Why my coworker hates me:
He sends meeting invite for 2pm.
I propose new time of 2:03.
He revises, sends update.
I decline meeting.
GOD: ok, you 2 have basically the same body, now let’s just divide these legs up!
SNAKE: Actually, what say we play cards for it? Winner gets ALL the legs.
GOD: …There is literally no reason to do that.
MILLIPEDE: *Shuffling with 1 hand* No no, he wants to play let him play.
NO ONE SAVES MILK YOU MORON
I was voted ‘Worlds Worst Bartender’ for my very unpopular tuna daiquiris.
caller: listen carefully–we have a hidden camera in your hotel room. you need to…
me: pay you money? smuggle drugs???
caller: cover it up. and would a little cardio kill you?
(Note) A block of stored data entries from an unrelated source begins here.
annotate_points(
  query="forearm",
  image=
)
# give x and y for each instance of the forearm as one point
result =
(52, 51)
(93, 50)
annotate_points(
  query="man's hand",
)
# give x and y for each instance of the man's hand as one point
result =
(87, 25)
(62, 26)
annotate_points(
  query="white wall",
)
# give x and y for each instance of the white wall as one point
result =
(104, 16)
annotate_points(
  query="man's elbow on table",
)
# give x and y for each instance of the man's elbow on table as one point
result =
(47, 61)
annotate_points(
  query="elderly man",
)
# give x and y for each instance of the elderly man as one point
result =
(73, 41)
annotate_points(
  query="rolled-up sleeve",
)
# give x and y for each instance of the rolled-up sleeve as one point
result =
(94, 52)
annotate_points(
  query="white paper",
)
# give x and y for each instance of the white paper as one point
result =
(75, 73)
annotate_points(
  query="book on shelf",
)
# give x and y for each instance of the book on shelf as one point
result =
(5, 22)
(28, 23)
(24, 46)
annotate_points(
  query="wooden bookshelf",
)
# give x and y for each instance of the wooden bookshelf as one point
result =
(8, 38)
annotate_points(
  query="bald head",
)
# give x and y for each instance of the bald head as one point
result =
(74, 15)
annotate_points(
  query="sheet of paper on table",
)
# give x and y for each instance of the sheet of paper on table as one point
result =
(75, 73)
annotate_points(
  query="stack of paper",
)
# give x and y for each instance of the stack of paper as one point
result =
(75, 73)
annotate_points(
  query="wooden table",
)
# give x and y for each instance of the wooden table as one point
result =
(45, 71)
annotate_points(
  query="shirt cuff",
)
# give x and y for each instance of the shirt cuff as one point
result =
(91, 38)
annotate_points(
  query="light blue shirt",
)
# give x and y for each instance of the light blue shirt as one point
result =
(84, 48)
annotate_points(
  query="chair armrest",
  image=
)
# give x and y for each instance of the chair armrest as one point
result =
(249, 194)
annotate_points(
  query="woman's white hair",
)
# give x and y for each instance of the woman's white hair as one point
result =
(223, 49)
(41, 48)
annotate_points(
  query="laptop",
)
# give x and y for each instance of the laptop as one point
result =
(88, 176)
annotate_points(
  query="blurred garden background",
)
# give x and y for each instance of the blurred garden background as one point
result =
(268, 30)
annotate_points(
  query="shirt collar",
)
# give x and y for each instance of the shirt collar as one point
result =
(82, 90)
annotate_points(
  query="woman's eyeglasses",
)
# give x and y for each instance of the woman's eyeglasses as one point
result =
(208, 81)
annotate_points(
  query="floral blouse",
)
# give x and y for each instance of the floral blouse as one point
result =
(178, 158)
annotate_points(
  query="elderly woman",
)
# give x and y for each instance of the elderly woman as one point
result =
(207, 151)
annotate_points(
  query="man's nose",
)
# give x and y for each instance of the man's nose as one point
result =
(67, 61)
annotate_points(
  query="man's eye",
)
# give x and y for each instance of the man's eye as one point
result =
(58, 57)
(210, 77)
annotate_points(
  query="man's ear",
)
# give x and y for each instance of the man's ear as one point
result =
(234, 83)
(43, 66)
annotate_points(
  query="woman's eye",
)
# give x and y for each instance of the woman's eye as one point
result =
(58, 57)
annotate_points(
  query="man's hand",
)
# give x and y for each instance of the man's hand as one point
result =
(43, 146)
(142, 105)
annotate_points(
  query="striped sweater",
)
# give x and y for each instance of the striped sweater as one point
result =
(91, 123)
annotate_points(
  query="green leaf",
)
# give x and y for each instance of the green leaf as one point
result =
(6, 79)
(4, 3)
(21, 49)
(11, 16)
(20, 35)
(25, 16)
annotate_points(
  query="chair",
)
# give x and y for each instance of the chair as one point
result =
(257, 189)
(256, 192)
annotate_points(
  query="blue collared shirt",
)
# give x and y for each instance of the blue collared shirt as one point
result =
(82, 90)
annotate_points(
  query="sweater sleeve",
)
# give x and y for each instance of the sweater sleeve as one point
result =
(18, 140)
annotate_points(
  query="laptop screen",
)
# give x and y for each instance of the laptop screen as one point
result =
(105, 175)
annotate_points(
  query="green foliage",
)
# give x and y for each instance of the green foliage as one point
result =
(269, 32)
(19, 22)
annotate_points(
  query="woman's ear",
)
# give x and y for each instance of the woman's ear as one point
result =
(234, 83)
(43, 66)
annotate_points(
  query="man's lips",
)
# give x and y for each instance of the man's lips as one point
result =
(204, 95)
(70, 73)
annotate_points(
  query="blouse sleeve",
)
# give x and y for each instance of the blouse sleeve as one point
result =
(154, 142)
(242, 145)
I bought myself hot pink earbuds so my son would quit stealing them and now my wife stole my earbuds.
toddler: How do you spell “Elmo”?
me: “E”
toddler: “E” like “elephant”
me: Very good! “L”
toddler: “L” like “elephant”
me:
toddler:
me: “M”
toddler: “M” like “elephant”
me: Shit
toddler: “Shit” like “elephant”
interviewer: would u say ur driven
[cut to my mom waiting in the parking lot to drive me home]
me: oh yes
Schröedinger: And so it is impossible to determine whether the cat is alive or dead
Possum: *yelling from the back of the room* AMATEUR
Had I been Jesus, being invited to “The Last Supper” would’ve raised a few red flags.
An object at rest stays at rest and an object in motion is stupid because it could be resting.
My kids have eaten one bite out of everything in our refrigerator today.
My favorite part of Easter is when, after dinner, the whole family gets together and reads letters about how my drinking has affected them.
Are chicken nuggets an emotion because i feel very chicken nuggets right now
People who say “Everything happens for a reason” don’t appreciate the irony when I push them down stairs.